Extraits et photos, collection ordinaire

1. Extrait de Amas ouverts de Stéphanie Ferrat, texte et peintures (2008)


à la surface d'une nuit
noyaux
l'un vers l'autre

cercles autour des laines
l'inverse dans le noir


2. Extrait de Trolle de Caroline Sagot Duvauroux, encres de Jean-Paul Héraud (2008)

 

quand
sueur d’eau douce l’aube à pré
va la route bécasse ! bec au vent d’avant
plonger
vers l’irrattrapable sans cesse


3. Extrait d’Un monde plus loin, de Ludovic Degroote, peintures d’Odile Fix (2008)


je regarde le ciel à travers le chant étroit des
briques je découvre des terres oubliées
c’est ainsi que je vis
collé à ce qui disparaît


4. Extrait de Jour cinq, les noix de Louise Warren, dessins de Sylvie Lebon (2009)

 

jour cinq, les noix
le geste attentif et lent
soulève une douce chaleur

 


5. Extrait d’Où vas-tu dans la forêt ? de James Sacré, photographies de Magali Ballet (2010)

 

Le froid dans les doigts, le travail

longtemps
À chaque fois comme si la forêt défaite
La peur apaisée dans la lumière, pourtant                                          

Rien de si tranquille
On a tout compris malgré que causer
fort
Nous affirme en gestes sûrs.


6. Extrait de Rencontres en chemin de Thilda Lehacque, encres de Pierre Passani (2010)

 

Une blanche iris
sur la falaise striée
fonte des neiges


7. Extrait de Fente de l’amour de Christiane Veschambre, dessins de Madlen Herrström (2011)

 

les lumières
dans la nuit de l’après-midi
ville
la nuit comme une neige
épaisseur chaude
savoureuse
ton épaule
me consiste


8. Extrait de Territoire extérieur d'Anders Hallengren, dessins de Madlen Herrström (2011)

 

Qu'est-ce donc qui nous a mené
Vers ce chemin
De nuages blancs-monologue,
Monologue des temps lointains
Nous lançons des appels dans l'espace

À vouloir se jeter
Les bras ouverts dans l'interminable vent
Hésitant, doutant, désespérant, disparaissant


9. Extrait de Vibrations des silences de Marie Rousset, dessins de Françoise Cuxac (2012)

 

volatile ou magma
je ne sais pas le
nom d'une origine


10. Extrait de Prose de l'Arbre de Gérard Lecomte, dessins de Mitsuo Shiraishi (2012)

 

Les voix

L'arbre du soleil vert portant des lumières, des   


boutons d'or, lanternes pour éclairer la route.

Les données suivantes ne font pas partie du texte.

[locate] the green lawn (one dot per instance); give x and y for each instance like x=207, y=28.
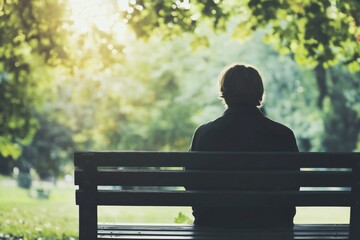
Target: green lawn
x=57, y=217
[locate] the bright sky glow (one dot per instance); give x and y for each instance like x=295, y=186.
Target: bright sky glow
x=87, y=13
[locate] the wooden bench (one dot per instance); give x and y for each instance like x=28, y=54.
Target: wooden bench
x=327, y=179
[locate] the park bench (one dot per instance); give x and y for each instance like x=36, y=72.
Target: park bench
x=326, y=179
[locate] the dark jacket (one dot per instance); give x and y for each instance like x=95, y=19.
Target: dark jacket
x=244, y=129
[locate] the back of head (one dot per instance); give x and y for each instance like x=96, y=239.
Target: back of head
x=241, y=85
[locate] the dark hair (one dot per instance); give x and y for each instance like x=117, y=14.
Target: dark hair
x=241, y=85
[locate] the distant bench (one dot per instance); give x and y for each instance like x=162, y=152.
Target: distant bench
x=340, y=171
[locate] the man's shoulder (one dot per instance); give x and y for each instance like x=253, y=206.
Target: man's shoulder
x=213, y=125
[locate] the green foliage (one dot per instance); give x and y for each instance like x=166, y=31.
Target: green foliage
x=29, y=30
x=51, y=148
x=314, y=31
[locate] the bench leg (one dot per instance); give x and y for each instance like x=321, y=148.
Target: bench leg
x=87, y=222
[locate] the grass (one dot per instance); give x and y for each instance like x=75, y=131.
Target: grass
x=57, y=217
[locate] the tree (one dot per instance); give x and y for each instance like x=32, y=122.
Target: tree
x=325, y=32
x=31, y=33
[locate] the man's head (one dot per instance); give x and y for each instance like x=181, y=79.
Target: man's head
x=241, y=85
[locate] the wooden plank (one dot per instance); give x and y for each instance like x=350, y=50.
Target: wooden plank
x=224, y=179
x=219, y=198
x=312, y=231
x=210, y=160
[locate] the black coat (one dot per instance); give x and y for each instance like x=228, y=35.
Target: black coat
x=244, y=129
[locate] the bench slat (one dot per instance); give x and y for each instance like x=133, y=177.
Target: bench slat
x=218, y=198
x=322, y=231
x=210, y=160
x=229, y=179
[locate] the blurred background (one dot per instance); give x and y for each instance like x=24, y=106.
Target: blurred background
x=142, y=75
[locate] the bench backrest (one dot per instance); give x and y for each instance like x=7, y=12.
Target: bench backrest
x=158, y=179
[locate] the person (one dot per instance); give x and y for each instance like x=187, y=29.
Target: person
x=243, y=128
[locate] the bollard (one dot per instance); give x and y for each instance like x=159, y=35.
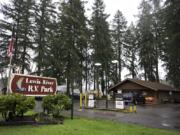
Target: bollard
x=130, y=108
x=80, y=100
x=135, y=110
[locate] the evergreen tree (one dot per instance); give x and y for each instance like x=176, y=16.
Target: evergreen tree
x=18, y=13
x=101, y=42
x=119, y=28
x=74, y=38
x=172, y=46
x=146, y=47
x=44, y=13
x=130, y=50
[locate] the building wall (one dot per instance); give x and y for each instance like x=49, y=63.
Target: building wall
x=164, y=96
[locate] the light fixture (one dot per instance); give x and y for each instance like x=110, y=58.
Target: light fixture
x=97, y=64
x=114, y=61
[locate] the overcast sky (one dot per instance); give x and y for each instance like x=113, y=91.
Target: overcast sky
x=129, y=8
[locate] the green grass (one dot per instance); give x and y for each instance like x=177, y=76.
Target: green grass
x=85, y=127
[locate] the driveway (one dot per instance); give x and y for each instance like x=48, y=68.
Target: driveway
x=166, y=116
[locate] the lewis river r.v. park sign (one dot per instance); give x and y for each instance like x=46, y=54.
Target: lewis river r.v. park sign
x=32, y=85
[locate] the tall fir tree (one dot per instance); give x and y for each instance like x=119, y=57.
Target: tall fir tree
x=44, y=12
x=101, y=41
x=118, y=35
x=171, y=47
x=131, y=50
x=146, y=47
x=74, y=38
x=18, y=13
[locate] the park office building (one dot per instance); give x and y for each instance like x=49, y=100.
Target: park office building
x=152, y=91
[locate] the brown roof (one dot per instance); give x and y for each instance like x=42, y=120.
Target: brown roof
x=150, y=85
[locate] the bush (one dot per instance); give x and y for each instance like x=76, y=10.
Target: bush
x=56, y=104
x=15, y=105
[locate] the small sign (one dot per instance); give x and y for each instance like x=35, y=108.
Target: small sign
x=91, y=103
x=32, y=85
x=91, y=97
x=119, y=104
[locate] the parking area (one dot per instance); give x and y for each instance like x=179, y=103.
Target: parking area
x=166, y=116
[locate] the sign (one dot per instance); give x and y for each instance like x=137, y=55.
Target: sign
x=119, y=104
x=91, y=97
x=91, y=103
x=32, y=85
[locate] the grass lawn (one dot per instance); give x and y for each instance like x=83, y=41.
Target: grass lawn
x=85, y=127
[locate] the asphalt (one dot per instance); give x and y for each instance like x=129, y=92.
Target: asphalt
x=165, y=116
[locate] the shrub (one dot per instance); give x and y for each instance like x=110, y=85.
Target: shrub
x=56, y=104
x=15, y=105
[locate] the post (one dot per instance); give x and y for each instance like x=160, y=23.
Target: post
x=72, y=101
x=80, y=100
x=11, y=44
x=98, y=81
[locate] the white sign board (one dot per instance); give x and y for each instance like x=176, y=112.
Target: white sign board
x=119, y=104
x=91, y=103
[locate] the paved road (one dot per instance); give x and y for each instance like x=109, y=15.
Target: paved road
x=166, y=116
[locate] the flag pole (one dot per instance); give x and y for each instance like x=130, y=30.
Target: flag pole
x=10, y=62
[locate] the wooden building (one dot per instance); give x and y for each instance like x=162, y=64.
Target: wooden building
x=152, y=92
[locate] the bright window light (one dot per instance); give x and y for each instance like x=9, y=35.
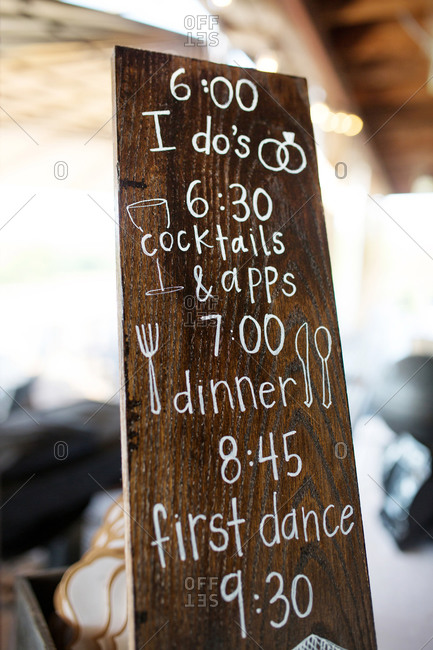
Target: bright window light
x=165, y=14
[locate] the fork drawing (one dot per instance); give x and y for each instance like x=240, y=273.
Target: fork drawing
x=149, y=349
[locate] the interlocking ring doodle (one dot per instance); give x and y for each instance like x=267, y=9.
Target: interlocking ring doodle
x=282, y=153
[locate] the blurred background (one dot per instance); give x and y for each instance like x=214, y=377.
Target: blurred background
x=369, y=67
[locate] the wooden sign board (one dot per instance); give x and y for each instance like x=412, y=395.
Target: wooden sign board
x=245, y=528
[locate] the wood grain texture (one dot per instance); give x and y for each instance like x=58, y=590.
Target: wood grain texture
x=173, y=458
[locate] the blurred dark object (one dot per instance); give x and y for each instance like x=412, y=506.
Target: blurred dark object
x=52, y=462
x=410, y=409
x=407, y=511
x=36, y=622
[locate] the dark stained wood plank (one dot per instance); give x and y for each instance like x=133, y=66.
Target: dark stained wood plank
x=246, y=487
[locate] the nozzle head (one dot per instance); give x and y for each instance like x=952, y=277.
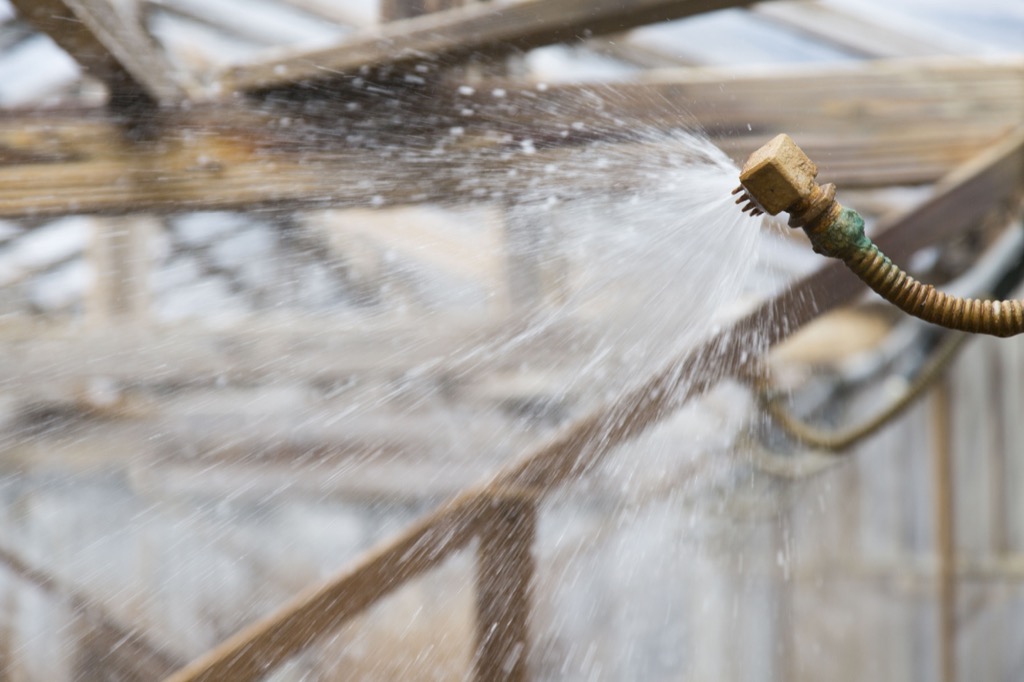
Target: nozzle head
x=778, y=176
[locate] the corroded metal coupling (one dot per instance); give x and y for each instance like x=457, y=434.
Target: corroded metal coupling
x=779, y=177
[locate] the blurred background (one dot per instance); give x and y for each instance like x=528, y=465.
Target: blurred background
x=422, y=340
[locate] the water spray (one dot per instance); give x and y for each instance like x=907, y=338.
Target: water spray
x=779, y=177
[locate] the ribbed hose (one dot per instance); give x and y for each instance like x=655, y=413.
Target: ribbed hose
x=925, y=301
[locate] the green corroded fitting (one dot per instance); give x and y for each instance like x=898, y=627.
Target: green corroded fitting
x=841, y=238
x=779, y=177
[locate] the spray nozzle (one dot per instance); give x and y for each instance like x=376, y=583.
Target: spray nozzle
x=779, y=177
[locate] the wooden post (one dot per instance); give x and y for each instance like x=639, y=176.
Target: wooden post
x=120, y=255
x=944, y=528
x=505, y=571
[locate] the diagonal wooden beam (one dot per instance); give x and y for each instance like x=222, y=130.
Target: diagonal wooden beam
x=108, y=46
x=992, y=178
x=129, y=652
x=478, y=28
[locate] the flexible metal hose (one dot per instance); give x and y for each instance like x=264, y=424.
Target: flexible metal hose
x=925, y=301
x=841, y=235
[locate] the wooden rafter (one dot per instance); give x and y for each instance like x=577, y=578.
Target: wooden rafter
x=992, y=178
x=478, y=28
x=933, y=115
x=128, y=652
x=108, y=46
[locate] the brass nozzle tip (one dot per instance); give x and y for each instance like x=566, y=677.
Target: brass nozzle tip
x=778, y=176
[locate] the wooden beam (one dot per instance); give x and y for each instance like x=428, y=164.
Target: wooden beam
x=992, y=178
x=504, y=585
x=860, y=33
x=887, y=123
x=127, y=651
x=107, y=46
x=478, y=28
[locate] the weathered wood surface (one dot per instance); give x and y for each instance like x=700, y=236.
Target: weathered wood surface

Mon arbre mangeur d'étoiles, pluie de pétales
d'un blanc pur sous la lune.

Qu'il redevienne herbe, simple brin d'herbe.


11. Extrait de Route de Mary-Laure Zoss, peintures de Philippe Guitton (2012)


sur dos fendu, pour quel aller ou retour à flanc de ravin tiré, le vide tenu par ses tranchants?
poignant décompte, sur cette même route, des caisses, des caisses encore on inventorie, qu'on pourrait bourrer, des fondrières et tessons de schiste; chevillés aux parois de la nuit les néons lèvent la poussière sous les câbles.


12. Extrait de Étoilement de Nicolas Jaen, photographies de Danièle Flayeux (2012)

 

Le froid   ce méditant   a ridé le chemin d'unlivre d'eaux
Gel, une circulation d'oiseaux   polaires   des pensées de
Givre des   fleurs fossilisées   leur soeur de pluie   s'évase en-
dehors des routes   jonchaies parallèles   halètements de bêtes
Ou rien   la terre dort nue   tourmentée   sa couverture glisse

Mes pas   aujourd'hui   reculent   devant l'arbre ressuscité
Le fruit a   le temps de vivre   au dos de la plus jeune feuille


13. Extrait de Déclives de Nicolas Jean, photographies de Danièle Flayeux (2012)



Brèves lacérations   roches aux entrailles   leurs   mains nues leurs   émois
La pierre qu'ombrage son poing   relance un pan de nuit   à n'égarer pour rien
Au monde depuis la perte   qu'il fallut reperdre toujours   pour se continuer
Et décider l'empierrement   ici   du tracé de son pas   de ses mains négatives
Prendre   par la foulure   le foulé de la première herbe   la rosée qu'on disperse

Par l'ombre du nuage   la mue successive   et l'indépendance du fruit dans l'arbre
Au plus bas il sera croqué   ou fermentera   de quelque chose rond la figure appuyée


14. Extrait de Huit variations de Cédric Lerible, peintures de José Renucci (2012)


Couché là dans l'effervescence de l'écriture
- mais ne serait-ce pas un repos? - le mot
cherche sa verticalité à l'aplomb de la page.

 

Vaine trace qu'un nouveau cerne croit
délimiter. La main peut-elle apprivoiser
l'esprit? Le corps s'allonge, poursuit sa casse.
Qu'un accident vienne témoigner d'un nouvel
état, fer ne vaut pas acier sur l'enclume.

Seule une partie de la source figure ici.